Mas, assim que a escalação foi anunciada, eclodiu uma polêmica nas redes sociais. Muita gente alegou que Fabiana Cozza, filha de pai negro e mãe branca, não era adequada para interpretar D. Ivone, que tinha a pele bem mais escura. As críticas logo evoluíram para um violento assédio virtual. Exausta, Fabiana desistiu do papel.
No meu texto de então, eu reconheci que o colorismo –a discriminação que favorece os negros de pele mais clara– é um problema real, que precisa ser combatido. Mas discordei do que me pareceram exageros de alguns militantes, e tomei as dores de Fabiana. Também fui muito atacado.

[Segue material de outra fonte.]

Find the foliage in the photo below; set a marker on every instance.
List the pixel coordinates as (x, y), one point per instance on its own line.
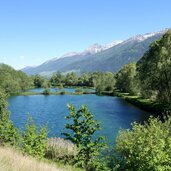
(34, 141)
(146, 147)
(62, 91)
(83, 127)
(154, 70)
(78, 90)
(12, 80)
(40, 81)
(59, 149)
(126, 80)
(46, 91)
(8, 133)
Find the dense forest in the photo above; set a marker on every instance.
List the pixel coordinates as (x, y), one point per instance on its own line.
(145, 147)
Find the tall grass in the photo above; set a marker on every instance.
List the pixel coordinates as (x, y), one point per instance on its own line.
(12, 160)
(59, 149)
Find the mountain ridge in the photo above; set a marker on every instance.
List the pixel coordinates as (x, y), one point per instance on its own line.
(99, 58)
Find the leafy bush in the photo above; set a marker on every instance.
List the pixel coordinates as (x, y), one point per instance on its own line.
(8, 133)
(78, 90)
(59, 149)
(34, 141)
(146, 147)
(46, 91)
(84, 127)
(62, 92)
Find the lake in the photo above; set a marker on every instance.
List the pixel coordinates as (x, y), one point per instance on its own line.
(70, 90)
(113, 112)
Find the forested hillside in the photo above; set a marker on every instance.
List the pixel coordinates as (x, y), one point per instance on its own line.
(12, 80)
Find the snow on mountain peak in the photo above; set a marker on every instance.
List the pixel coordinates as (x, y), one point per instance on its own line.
(143, 37)
(94, 48)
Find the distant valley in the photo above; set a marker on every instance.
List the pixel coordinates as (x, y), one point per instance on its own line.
(97, 57)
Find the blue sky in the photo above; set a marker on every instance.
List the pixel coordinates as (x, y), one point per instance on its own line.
(33, 31)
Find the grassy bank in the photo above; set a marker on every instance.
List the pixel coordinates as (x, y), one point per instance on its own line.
(145, 104)
(13, 160)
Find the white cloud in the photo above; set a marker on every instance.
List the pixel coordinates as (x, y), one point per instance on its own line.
(4, 58)
(21, 57)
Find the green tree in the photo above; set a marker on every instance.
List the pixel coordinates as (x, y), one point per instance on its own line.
(146, 147)
(154, 70)
(34, 141)
(83, 127)
(8, 133)
(126, 79)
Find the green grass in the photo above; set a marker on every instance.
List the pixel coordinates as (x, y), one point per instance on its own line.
(13, 160)
(145, 104)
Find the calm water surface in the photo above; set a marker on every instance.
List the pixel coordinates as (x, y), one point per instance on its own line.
(71, 90)
(113, 112)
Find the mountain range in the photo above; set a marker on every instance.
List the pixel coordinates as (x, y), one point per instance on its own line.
(110, 57)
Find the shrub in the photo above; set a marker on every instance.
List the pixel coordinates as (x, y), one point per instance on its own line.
(62, 92)
(34, 141)
(8, 133)
(146, 147)
(46, 91)
(83, 127)
(78, 90)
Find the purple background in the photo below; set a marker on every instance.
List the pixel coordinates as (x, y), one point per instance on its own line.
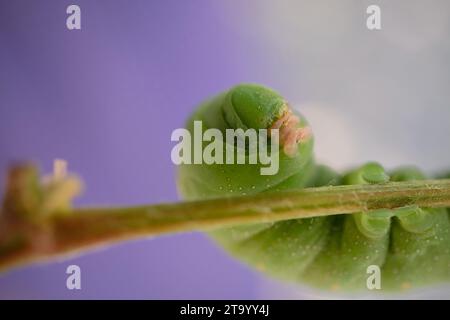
(106, 99)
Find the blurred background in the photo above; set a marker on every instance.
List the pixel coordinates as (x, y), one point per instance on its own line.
(107, 97)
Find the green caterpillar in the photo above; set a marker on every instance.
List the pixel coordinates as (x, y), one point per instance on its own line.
(411, 246)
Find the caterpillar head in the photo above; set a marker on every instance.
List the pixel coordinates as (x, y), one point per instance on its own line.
(257, 107)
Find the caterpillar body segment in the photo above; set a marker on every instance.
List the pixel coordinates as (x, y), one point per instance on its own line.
(410, 246)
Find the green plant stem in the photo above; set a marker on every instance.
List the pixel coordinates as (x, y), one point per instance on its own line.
(82, 229)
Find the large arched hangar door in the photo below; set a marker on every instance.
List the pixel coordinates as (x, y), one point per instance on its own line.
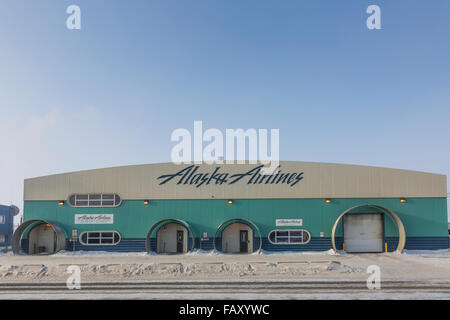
(398, 222)
(178, 237)
(237, 236)
(47, 237)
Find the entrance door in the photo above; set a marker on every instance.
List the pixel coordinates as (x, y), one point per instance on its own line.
(180, 241)
(243, 235)
(363, 232)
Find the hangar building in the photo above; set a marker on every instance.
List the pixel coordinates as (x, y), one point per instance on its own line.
(234, 208)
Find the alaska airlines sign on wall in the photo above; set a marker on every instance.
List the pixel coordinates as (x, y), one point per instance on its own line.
(191, 176)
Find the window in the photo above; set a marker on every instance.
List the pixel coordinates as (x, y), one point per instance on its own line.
(289, 236)
(96, 238)
(94, 200)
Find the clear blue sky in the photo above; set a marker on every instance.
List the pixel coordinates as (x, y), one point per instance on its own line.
(111, 93)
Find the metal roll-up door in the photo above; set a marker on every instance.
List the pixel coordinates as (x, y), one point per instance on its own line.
(363, 232)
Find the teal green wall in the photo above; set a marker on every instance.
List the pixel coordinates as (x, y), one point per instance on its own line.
(421, 216)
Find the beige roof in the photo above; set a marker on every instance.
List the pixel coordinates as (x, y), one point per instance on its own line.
(303, 180)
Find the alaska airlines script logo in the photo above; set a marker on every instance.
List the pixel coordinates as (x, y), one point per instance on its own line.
(190, 176)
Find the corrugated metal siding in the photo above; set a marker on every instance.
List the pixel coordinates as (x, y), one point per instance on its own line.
(320, 180)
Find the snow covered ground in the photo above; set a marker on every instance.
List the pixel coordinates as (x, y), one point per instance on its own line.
(105, 266)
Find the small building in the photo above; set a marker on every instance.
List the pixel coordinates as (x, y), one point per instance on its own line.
(234, 208)
(7, 214)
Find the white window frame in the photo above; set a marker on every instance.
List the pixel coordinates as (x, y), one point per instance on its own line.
(115, 196)
(289, 237)
(100, 237)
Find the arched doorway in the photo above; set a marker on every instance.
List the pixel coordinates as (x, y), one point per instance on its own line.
(172, 236)
(369, 223)
(44, 237)
(237, 236)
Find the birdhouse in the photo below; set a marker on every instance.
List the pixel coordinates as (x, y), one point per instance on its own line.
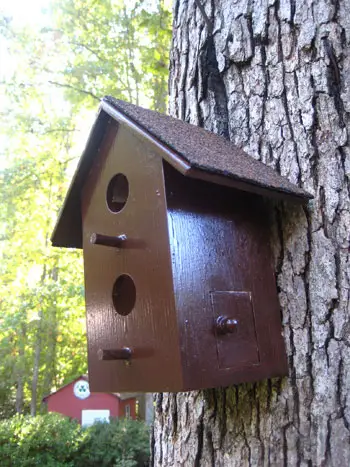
(179, 280)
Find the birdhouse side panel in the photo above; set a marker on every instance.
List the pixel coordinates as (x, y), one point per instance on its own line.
(128, 281)
(224, 283)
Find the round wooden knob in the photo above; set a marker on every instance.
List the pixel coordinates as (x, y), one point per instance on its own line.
(225, 325)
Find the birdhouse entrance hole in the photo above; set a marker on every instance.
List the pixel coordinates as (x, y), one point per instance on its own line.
(117, 192)
(124, 295)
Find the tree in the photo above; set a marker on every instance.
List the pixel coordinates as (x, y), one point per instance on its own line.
(273, 77)
(56, 74)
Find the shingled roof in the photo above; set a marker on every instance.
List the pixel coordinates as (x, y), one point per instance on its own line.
(195, 152)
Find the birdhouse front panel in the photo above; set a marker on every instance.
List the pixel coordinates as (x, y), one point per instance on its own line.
(129, 294)
(224, 283)
(179, 281)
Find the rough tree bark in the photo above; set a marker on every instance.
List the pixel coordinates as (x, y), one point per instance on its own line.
(274, 78)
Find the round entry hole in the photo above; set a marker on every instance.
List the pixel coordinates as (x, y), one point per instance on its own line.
(117, 192)
(124, 295)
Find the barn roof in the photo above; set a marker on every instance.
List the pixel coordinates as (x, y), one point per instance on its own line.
(121, 395)
(193, 151)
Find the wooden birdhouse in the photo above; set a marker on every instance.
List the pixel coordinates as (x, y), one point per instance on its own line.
(179, 282)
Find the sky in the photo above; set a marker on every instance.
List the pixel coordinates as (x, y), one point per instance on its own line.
(33, 14)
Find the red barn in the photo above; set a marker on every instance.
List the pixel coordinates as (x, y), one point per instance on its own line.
(75, 400)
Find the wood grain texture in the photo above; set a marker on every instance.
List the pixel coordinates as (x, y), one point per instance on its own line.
(267, 81)
(219, 241)
(150, 329)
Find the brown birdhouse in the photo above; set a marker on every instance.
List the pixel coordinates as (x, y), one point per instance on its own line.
(179, 282)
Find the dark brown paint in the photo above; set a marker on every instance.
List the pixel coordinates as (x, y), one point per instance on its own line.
(205, 311)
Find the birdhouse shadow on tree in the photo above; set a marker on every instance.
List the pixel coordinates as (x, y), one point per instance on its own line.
(179, 281)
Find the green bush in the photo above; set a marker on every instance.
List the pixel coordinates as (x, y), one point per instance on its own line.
(53, 441)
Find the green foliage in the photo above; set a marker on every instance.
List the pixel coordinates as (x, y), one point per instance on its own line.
(122, 443)
(53, 440)
(50, 441)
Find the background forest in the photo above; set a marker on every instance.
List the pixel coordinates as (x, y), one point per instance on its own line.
(53, 73)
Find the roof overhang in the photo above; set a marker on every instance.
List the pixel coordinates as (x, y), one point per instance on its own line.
(68, 230)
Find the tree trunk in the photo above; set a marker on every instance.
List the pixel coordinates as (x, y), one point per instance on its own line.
(274, 78)
(21, 367)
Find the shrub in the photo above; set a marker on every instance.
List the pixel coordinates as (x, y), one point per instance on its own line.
(53, 441)
(121, 443)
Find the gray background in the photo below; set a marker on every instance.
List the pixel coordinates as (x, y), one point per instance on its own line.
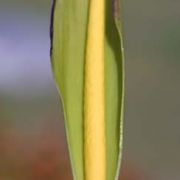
(30, 115)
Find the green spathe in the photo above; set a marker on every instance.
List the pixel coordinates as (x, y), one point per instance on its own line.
(68, 58)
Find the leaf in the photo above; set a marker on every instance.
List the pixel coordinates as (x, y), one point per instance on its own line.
(69, 34)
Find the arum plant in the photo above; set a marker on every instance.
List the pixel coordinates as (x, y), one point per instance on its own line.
(87, 62)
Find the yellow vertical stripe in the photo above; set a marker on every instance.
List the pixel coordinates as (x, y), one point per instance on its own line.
(94, 95)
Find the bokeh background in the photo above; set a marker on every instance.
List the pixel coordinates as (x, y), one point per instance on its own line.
(32, 138)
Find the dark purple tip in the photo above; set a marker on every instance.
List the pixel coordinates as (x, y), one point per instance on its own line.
(52, 25)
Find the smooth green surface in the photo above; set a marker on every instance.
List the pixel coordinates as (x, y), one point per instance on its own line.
(68, 57)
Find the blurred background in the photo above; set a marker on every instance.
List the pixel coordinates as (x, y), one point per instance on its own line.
(32, 138)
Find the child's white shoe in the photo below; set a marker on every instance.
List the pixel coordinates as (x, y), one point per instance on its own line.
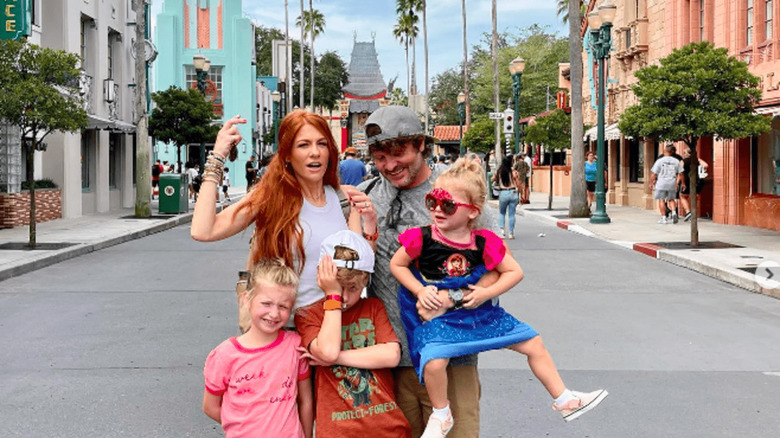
(438, 429)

Agora, passado um ano, aplaudo a decisão de Taís Araújo de abrir mão de interpretar Joana D’Arc Félix de Souza, uma grande cientista brasileira, cuja vida será contada em breve no cinema. Agora Joana deverá ser vivida por uma atriz de pele tão escura quanto a sua. Mas Taís continua ligada ao projeto como produtora associada, e deve assumir um outro papel na trama.
O que mudou de lá para cá? Algumas coisas. Para começar, Taís Araújo não foi massacrada na internet, ao contrário de Fabiana. A atriz –que, junto com o marido Lázaro Ramos, podem ser considerados ativistas do movimento negro brasileiro– se sensibilizou com as queixas e pedidos que recebeu, tanto online quanto em pessoa. Acabou sendo convencida pelo diálogo.
Eu também mudei. Nunca me considerei uma pessoa racista, mas finalmente venho percebendo que, como branco e privilegiado, eu não faço a menor ideia do que sofrem os negros brasileiros. Todos os negros, todos os dias.
Não é mimimi. Aliás, quem faz mimimi é quem diz que o racismo não existe no Brasil, ou que ele é “brando” –como se isto o deixasse tolerável.
Sempre defendi que a arte desconhece limites e que qualquer ator, em tese, pode fazer qualquer papel. Atuar é isto: é ser quem você não é. Também sou muito a favor dos elencos “color blind”, com atores interpretando personagens de etnias diferentes das deles.
Mas é preciso ser mais do que cego para não perceber que negros, gays, transexuais e outras minorias são pouco representados em quase todas as categorias profissionais. No cinema e na TV, atores gays e trans não conseguem papéis nem de gays e trans. Negros também são raros nas nossas produções, e os de pele mais escura, mais ainda.
Antes de escrever esta coluna, conversei por telefone com o diretor Alê Braga, que teve a ideia do filme sobre Joana D’Arc Félix de Souza quando foi entrevistá-la para um documentário, na França.
Alê é branco, e também foi questionado por seu interesse em contar a história de uma mulher negra: ele não teria o “lugar de fala” para tanto. Consciente disso, o próprio Alê está chamando o maior número de negros e negras para a equipe do filme, que nem roteiro tem ainda. Quer trabalhar junto. Quer aprender.
Sem Taís Araújo no papel principal, esse longa talvez enfrente ainda mais dificuldades em captar os recursos de que necessita. Mas nem a atriz, nem Alê Braga, estão desanimados. Ao contrário: a atitude deles mostra que os obstáculos são superados à base de conversa, não de porrada. Afinal, só vamos para a frente quando aprendemos que precisamos uns dos outros.